Exploring AWS DeepRacer: I Spent the Money So You Didn't Have To - Part 1

Posted on June 4, 2023 • 4 minutes • 711 words

Table of contents

Introduction
Experiments
Conclusion

Introduction

AWS DeepRacer is an intriguing concept. It’s a miniature autonomous vehicle that offers an introduction to the world of reinforcement learning, a branch of machine learning. You begin by training your own model in a virtual sandbox, tinkering with reward functions and hyperparameters. The real excitement comes with the DeepRacer League - an international competition where your model is tested. A blend of competition and learning, the DeepRacer serves as a unique, hands-on path into AI.

The issue with DeepRacer is the cost, it involves a lot of trial and error and naturally nobody wants to share too much specific information as that could make the competition more difficult for them!

Therefore I thought I would try some experiments, training on EC2 instances which train faster and at a reduced cost to the console. I luckily have credits to use so it comes at no actual cost.

Experiments

All the below were ran on the A to Z Speedway track (reInvent2019_wide_cw) in a clockwise direction. A world record pace for this track is around 7-8 seconds.

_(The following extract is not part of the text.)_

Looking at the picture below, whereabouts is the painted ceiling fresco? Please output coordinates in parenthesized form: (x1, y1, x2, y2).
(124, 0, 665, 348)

Experiment 1 - Pursuit Function and High Top Speed

Reward Function

def reward_function(params):

    if params["all_wheels_on_track"] and params["steps"] > 0:
        reward = ((params["progress"] / params["steps"]) * 100) + (params["speed"]**2)
    else:
        reward = 0.01
        
    return float(reward)

Hyperparameters

Hyperparameter	Value
Entropy	0.01
Gradient descent batch size	128
Learning rate	0.0003
Discount factor	0.995
Loss type	huber
Number of experience episodes between each policy-updating iteration	25
Number of epochs	10

Action Space


Type	Continuous
Speed	1.1 : 4
Steering angle	-30 : 30

Training Time

Ran for 3 hours, but on a large server so not equivalent to using the Deep Racer console.

Results


Final Evaluation Fastest Lap	10.597
Final Evaluation Fastest Lap Off-track Number	1
Final Evaluation Laps	10.597, 14.401, 16.068
Final Evaluation Total Off-track	3

Experiment 2 - Pursuit Function and Medium Top Speed

A brand new model, with all the same as above but the action space has a smaller top speed of 3 to see if that makes the car more stable and quicker at learning with less chance of coming off-track.

Action Space


Type	Continuous
Speed	1.1 : 3
Steering angle	-30 : 30

Training Time

Ran for 3 hours again.

Results


Final Evaluation Fastest Lap	10.000
Final Evaluation Fastest Lap Off-track Number	0
Final Evaluation Laps	10.170, 10.000, 11.398
Final Evaluation Total Off-track	0

Experiment 3 - Pushing the top speed

A clone of Experiment 2, meaning it is built on top of the model, rather than from scratch. Configuration was the same as above but the action space has a slightly faster top speed of 3.5 to see if that makes the car quicker but hopefully stays stable.

Action Space


Type	Continuous
Speed	1.1 : 3.5
Steering angle	-30 : 30

Training Time

Ran for 1 hour.

Results


Final Evaluation Fastest Lap	09.257
Final Evaluation Fastest Lap Off-track Number	0
Final Evaluation Laps	09.257, 09.730, 10.730
Final Evaluation Total Off-track	0

Conclusion

Training with a maximum of 3ms was a much healthier training session - it was learning right until the end, evaluating at 100% completion and started to level off around 8k reward, whereas the attempt with a maximum speed of 4ms struggled to get more than 5k reward and wasn’t managing to finish a lap during training or evaluation.

Overall this isn’t too surprising because the Reward Function rewards going as fast as possible, so it’ll always be trying to go at it’s top speed, and if that speed is too high then it’ll spin out a lot. The issue is that training too slow means it might be consistent but can it then be trained quicker later on so it can finish with a strong fast result? The numbers baked into the Neural Network might be too low to ever be useful - it’s potentially learned bad behaviours!

The third experiment showed this not to be the case though, after an hour of training Experiment 2 again but with a slightly faster top speed it managed to train in a healthy way and decrease the lap time without coming off the track during evaluation. When racing against a community circuit it would leave the track (only just) once per 3 lap race around 2/3 of the time though.